Todd Haynes, diretor habituado a um cinema de fortes marcas autorais, que transita, em sua filmografia, entre o melodrama cotidiano (“A Salvo”, “Longe do Paraíso”, “Mildred Pierce” e “Carol”) e cinebiografias musicais vanguardistas (“Velvet Goldmine” e “Não Estou Lá”), se encontra aqui fora de lugar. “O Preço da Verdade” é, no limite, um filme genérico anti-corporação, muito semelhante a tantos outros lançados todos os anos nos Estados Unidos, buscando algum destaque na temporada de premiações.
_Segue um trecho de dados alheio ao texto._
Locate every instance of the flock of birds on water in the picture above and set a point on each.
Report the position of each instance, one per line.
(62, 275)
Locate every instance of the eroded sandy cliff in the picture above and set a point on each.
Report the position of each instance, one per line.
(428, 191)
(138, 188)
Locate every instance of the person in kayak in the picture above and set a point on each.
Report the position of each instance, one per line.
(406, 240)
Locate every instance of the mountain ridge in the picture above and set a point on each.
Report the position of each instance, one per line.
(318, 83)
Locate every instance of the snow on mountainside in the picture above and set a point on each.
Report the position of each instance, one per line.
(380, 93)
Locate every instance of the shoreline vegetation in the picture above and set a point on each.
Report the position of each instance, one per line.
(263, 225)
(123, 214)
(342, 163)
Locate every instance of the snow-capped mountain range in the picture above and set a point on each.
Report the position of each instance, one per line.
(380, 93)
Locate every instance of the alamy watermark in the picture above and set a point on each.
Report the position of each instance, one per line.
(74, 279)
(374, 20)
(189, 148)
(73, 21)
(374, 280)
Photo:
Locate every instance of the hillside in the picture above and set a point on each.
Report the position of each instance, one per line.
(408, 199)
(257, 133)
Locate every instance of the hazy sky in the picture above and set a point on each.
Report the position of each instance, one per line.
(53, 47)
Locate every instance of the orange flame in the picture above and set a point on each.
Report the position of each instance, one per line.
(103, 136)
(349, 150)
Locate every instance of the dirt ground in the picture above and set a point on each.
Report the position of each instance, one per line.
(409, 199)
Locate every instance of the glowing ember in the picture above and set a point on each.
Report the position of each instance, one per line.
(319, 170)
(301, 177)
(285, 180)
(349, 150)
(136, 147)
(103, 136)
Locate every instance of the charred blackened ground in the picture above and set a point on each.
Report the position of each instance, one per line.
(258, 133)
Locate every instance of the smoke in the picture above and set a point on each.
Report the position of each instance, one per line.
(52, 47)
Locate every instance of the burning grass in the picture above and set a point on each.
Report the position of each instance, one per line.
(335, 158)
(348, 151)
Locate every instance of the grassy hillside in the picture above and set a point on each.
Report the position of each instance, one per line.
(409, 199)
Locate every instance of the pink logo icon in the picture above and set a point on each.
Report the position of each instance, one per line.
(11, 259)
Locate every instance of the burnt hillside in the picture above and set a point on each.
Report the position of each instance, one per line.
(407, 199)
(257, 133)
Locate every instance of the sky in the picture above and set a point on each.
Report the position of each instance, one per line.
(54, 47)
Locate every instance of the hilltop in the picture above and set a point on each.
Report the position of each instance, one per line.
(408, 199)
E “genérico” é um termo que define com precisão vários aspectos do filme. A crise no casamento do protagonista, o advogado Rob Billot (Mark Ruffalo), decorrente de sua obsessão pelo caso que investiga, é telegrafada desde o início e surge quase como uma obrigação a ser cumprida numa história desse tipo – a construção da personagem da esposa (Anne Hathaway) é bastante pobre, com o filme desejando atribuir a ela uma dignidade nos momentos de maior dramaticidade que soa bastante aleatória, nada orgânica.
A forma como é apresentado o representante da DuPont (Victor Garber) também segue o protocolo de um cinema americano de denúncia: ardiloso e, quando pressionado, vilanesco. E sequer é dado a Garber tempo para explorar essa dimensão caricatural do personagem, o que ao menos poderia gerar algum tipo de prazer espectatorial diante de um vilão sem meios tons. O ator tem apenas duas ou três cenas, todas esquecíveis.
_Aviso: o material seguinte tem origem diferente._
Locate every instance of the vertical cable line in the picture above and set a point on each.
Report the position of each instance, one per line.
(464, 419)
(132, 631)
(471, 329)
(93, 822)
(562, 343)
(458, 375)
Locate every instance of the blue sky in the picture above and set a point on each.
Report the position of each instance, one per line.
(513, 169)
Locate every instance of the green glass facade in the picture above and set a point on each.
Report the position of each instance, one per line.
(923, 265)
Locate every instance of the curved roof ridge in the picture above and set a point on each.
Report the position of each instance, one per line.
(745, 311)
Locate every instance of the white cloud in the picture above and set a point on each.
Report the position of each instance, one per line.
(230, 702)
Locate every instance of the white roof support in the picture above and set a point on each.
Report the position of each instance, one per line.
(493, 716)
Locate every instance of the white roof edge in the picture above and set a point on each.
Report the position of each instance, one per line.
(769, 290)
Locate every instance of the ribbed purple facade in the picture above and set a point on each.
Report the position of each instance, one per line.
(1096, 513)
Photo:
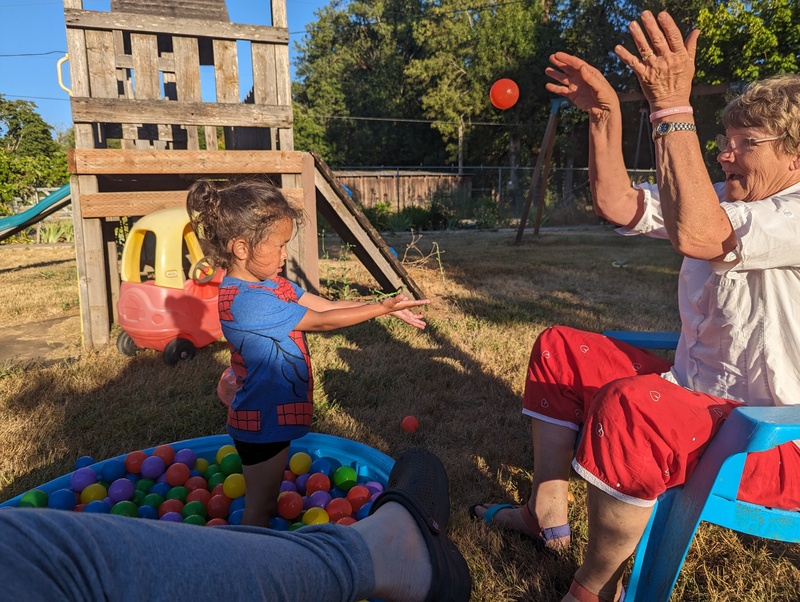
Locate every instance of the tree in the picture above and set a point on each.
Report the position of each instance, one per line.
(29, 157)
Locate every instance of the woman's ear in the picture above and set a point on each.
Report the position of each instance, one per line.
(240, 249)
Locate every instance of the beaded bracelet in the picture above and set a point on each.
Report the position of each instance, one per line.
(672, 111)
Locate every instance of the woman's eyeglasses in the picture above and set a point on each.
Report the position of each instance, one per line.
(740, 144)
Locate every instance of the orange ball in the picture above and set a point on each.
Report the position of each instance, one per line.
(133, 461)
(318, 481)
(358, 496)
(410, 424)
(166, 453)
(178, 474)
(290, 504)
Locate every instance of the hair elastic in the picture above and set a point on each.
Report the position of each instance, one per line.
(672, 111)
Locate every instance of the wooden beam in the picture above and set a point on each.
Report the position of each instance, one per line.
(137, 203)
(121, 162)
(123, 110)
(89, 19)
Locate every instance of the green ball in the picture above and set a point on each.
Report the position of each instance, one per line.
(345, 477)
(215, 479)
(231, 464)
(152, 499)
(36, 498)
(178, 493)
(144, 485)
(195, 519)
(194, 507)
(125, 508)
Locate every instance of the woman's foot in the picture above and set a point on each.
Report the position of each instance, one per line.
(520, 519)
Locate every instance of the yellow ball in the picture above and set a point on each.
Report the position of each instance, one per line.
(300, 463)
(224, 451)
(93, 492)
(316, 516)
(233, 486)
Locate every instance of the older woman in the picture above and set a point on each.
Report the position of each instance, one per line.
(645, 422)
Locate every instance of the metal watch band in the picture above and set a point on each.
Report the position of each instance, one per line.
(666, 127)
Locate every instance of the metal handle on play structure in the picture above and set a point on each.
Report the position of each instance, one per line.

Há coisas boas em “O Preço da Verdade”. Mas, na verdade, elas são mais indícios do quão melhor o filme poderia ter sido. Bilott passa por um processo de exaustão de suas energias com potencial para produzir alguma força dramática. Mas aí Haynes precisaria ter feito um filme maior e que deixasse um pouco de lado a mensagem para mergulhar mais fundo nos personagens. Em suma, ele teria que dirigir um novo “O Informante” (1999). Ainda assim, a cena final de “O Preço da Verdade”, diretamente ligada a essa questão da dedicação prolongada de Bilott ao processo contra a DuPont, funciona bem, sobretudo pela competência de Ruffalo em criar um sujeito que cativa pela persistência.
O filme também tem algumas composições visuais bonitas, elegantes, que remetem à presença de um diretor de forte personalidade estética por trás das câmeras. Mas insuficientes para elevá-lo a um patamar distinto daquele em que se encontram tantos representantes desse subgênero. No fim das contas, “O Preço da Verdade” é, ou deveria ser, um filme sobre o peso do tempo. A longa duração das consequências ambientais e na saúde daqueles afetados pelos produtos da DuPont; a demora de um processo complexo contra uma empresa poderosa e a frustração que isso produz nas pessoas que se engajaram numa luta por justiça aparentemente eterna. Mas Haynes entrega apenas um esboço de tudo isso.